25, don't edit on my account! You may have noticed that I have a bad case of diarrhea of the keyboard myself. All your stuff is good and what I need to hear, so please don't edit any of it out!
25, willbwell, RT and UD . . . wow. Just wow. Thank you. I have been struggling quite a bit the past few days and what a lift it was to see all your kind words and thoughtful advice.
Here comes the diarrhea . . .
I have been having so much trouble lately trying to figure out how to deal with H. How to interact with him. How much to interact with him. Whether to move closer or pull away. And generally driving myself crazy. I have gained more clarity on a couple of things, though.
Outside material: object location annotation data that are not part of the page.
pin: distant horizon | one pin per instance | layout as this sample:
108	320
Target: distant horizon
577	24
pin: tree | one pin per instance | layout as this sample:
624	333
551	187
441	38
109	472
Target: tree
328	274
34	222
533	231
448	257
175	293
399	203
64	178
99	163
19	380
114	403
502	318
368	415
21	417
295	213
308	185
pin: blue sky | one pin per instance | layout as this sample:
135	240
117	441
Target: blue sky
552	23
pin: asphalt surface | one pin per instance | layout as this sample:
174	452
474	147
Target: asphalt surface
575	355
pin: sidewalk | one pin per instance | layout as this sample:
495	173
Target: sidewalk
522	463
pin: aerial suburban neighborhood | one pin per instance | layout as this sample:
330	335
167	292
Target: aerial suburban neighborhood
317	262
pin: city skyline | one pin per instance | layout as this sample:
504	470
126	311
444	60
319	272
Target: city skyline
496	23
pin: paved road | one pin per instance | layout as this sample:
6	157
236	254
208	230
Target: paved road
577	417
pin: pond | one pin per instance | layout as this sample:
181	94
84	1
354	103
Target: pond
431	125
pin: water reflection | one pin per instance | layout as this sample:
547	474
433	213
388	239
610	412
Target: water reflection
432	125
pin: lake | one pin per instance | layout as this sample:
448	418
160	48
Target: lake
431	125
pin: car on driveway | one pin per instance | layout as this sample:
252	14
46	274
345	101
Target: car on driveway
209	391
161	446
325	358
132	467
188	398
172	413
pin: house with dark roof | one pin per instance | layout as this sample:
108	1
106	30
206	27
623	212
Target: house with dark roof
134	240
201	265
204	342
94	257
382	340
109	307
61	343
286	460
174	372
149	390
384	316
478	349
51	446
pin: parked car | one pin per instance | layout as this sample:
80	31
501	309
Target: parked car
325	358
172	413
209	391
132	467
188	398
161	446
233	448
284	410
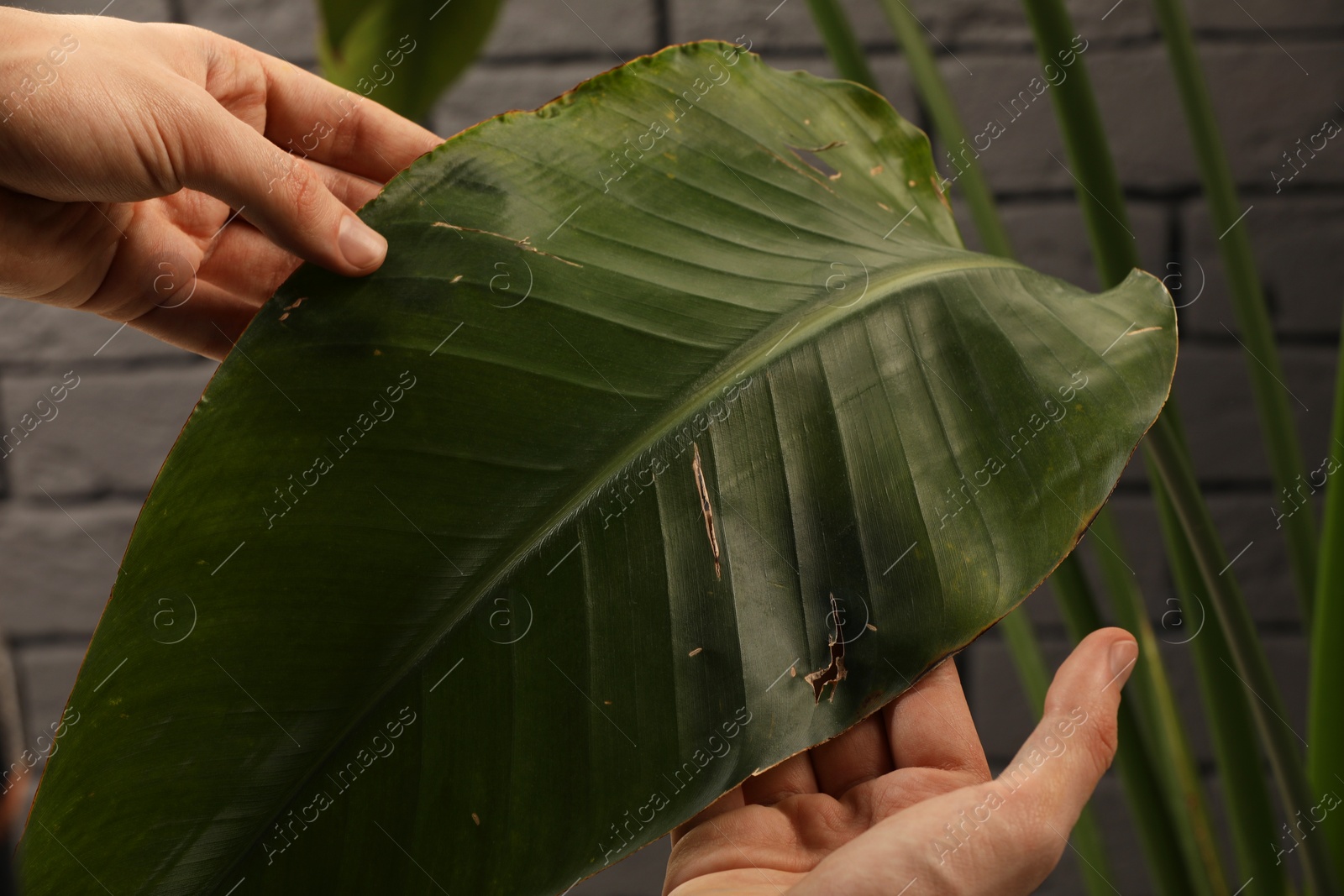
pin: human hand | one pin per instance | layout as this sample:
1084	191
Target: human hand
127	147
902	805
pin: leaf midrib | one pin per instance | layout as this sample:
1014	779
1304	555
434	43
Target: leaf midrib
785	333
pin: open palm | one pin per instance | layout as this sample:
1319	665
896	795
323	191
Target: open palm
904	805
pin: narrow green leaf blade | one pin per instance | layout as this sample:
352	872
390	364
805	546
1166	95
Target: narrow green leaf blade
499	559
402	53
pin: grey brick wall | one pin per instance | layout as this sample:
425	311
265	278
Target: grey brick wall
71	495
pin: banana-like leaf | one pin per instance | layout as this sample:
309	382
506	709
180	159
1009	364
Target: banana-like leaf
402	53
480	573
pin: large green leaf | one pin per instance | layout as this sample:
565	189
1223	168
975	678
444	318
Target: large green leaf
402	53
486	570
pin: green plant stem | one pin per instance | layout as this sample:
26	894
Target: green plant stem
948	125
1196	839
1252	667
1159	715
837	34
1035	681
1326	725
1104	210
1137	772
1267	372
1229	715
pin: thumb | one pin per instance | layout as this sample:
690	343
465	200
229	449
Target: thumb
1032	806
279	192
1001	837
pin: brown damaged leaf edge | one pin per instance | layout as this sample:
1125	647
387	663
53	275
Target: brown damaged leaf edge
933	665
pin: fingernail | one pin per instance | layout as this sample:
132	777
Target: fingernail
1122	656
362	246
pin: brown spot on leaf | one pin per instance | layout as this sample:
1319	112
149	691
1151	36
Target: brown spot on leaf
521	244
833	672
706	508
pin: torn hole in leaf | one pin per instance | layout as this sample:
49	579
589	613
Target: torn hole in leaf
811	157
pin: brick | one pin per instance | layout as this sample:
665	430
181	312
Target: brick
1250	85
286	29
1048	234
1214	389
598	29
1142	114
1296	237
1253	15
46	676
788	26
60	569
134	9
111	432
768	24
33	332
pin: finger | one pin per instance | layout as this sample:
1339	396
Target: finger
208	322
725	804
245	262
312	116
280	194
1000	837
351	190
1077	735
790	778
855	757
931	726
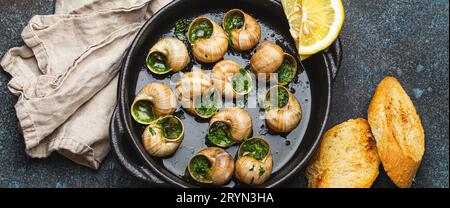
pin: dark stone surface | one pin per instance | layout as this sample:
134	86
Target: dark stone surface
405	39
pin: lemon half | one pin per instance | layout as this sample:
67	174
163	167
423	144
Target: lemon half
314	24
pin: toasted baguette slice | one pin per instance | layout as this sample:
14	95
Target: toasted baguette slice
397	130
346	158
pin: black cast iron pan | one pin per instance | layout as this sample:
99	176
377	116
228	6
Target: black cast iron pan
291	151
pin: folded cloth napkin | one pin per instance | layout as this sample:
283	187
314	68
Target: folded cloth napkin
66	75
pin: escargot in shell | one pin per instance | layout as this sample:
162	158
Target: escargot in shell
231	79
153	101
163	136
208	40
243	30
212	165
288	69
168	54
283	111
267	59
197	95
229	126
254	164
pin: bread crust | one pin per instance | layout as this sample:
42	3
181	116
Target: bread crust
346	158
398	131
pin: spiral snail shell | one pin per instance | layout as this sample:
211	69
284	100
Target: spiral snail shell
163	136
211	166
229	126
231	79
283	111
193	90
254	164
168	54
209	41
243	30
153	101
267	59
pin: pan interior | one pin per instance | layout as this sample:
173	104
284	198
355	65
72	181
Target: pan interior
287	149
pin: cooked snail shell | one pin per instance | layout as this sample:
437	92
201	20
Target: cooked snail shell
282	114
242	28
267	59
162	137
288	69
229	126
153	101
231	79
169	54
191	88
212	166
209	41
254	163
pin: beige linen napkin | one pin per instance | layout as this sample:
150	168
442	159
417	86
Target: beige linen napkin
66	75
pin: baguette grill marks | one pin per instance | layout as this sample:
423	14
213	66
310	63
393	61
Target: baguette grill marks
398	131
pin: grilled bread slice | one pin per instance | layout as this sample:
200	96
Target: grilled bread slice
346	158
397	130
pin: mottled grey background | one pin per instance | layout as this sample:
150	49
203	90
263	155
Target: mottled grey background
407	39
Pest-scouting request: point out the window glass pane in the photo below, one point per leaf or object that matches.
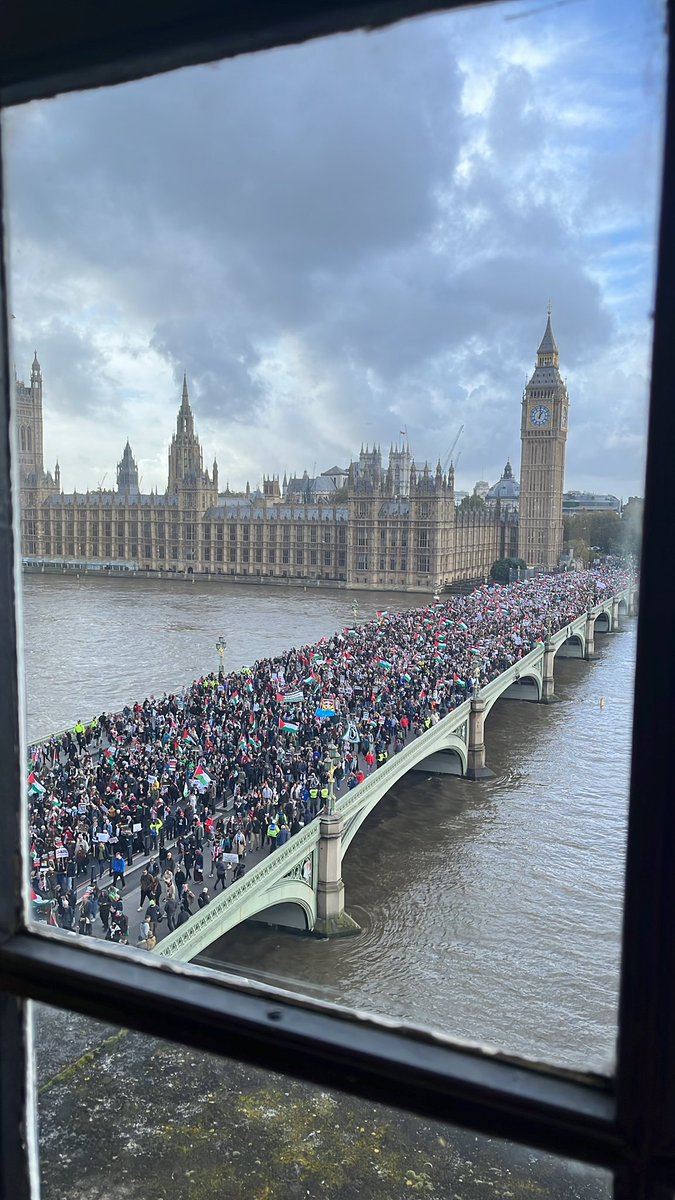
(329, 246)
(126, 1115)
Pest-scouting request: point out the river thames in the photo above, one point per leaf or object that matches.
(489, 910)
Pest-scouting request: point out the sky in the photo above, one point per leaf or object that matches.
(345, 240)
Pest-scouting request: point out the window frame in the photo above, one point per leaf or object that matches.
(625, 1122)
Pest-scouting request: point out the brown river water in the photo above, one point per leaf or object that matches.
(489, 910)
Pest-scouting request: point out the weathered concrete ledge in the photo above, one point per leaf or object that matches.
(335, 927)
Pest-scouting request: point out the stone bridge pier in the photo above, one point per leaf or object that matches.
(590, 636)
(476, 766)
(548, 683)
(330, 916)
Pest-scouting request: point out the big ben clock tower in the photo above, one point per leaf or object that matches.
(543, 435)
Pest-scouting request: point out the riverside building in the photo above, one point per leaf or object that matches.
(383, 522)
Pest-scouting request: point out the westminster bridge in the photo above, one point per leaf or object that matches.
(299, 885)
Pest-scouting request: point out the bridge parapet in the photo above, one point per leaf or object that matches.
(242, 899)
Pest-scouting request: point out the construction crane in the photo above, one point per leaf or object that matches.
(451, 451)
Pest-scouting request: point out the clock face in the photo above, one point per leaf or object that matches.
(539, 415)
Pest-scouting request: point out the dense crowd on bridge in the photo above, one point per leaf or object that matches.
(266, 742)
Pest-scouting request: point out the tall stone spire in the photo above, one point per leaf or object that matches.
(548, 354)
(185, 423)
(127, 474)
(185, 465)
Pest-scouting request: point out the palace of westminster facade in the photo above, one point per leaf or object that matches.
(390, 526)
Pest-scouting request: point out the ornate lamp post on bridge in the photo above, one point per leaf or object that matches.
(221, 646)
(334, 757)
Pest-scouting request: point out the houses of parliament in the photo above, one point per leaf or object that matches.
(388, 525)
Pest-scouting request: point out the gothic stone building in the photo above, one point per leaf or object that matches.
(377, 525)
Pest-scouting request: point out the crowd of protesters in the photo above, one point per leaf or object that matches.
(244, 761)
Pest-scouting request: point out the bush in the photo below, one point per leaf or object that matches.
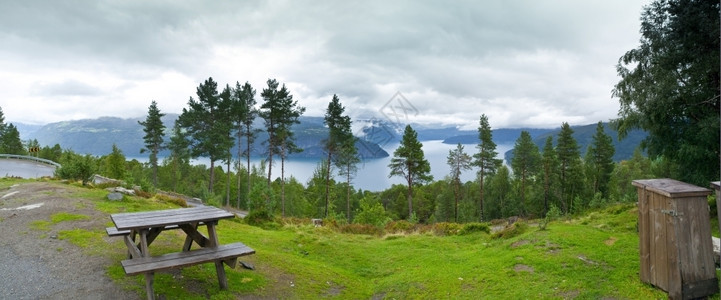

I am still (though trying to keep it a secret even from myself) putting too much thought into what will make my H do something or think something, or say something. I need to be thinking of what I need. So that's what I am going to do. I am going to follow my instincts and act accordingly. If I feel that it is OK to say, go to dinner with him and the kids, I will. I do know that, at least for now, there will be no more ML. I don't think that I can feel good about myself ML with him when he has essentially told me that it's no strings sex. I did go ahead and ask him if he wants to go to the NBA game we have tickets to Saturday, because I feel that I can enjoy spending time with him and not be more hurt. If that turns out to be wrong, I will not do that again for a while. I just don't think that I can make a rule of limited contact or dim or dark or grey or whatever . . . I feel like the situation is fluid and I need to be able to roll with it. But, I will do so depending on how I am feeling, not how I think H is feeling or how he will respond.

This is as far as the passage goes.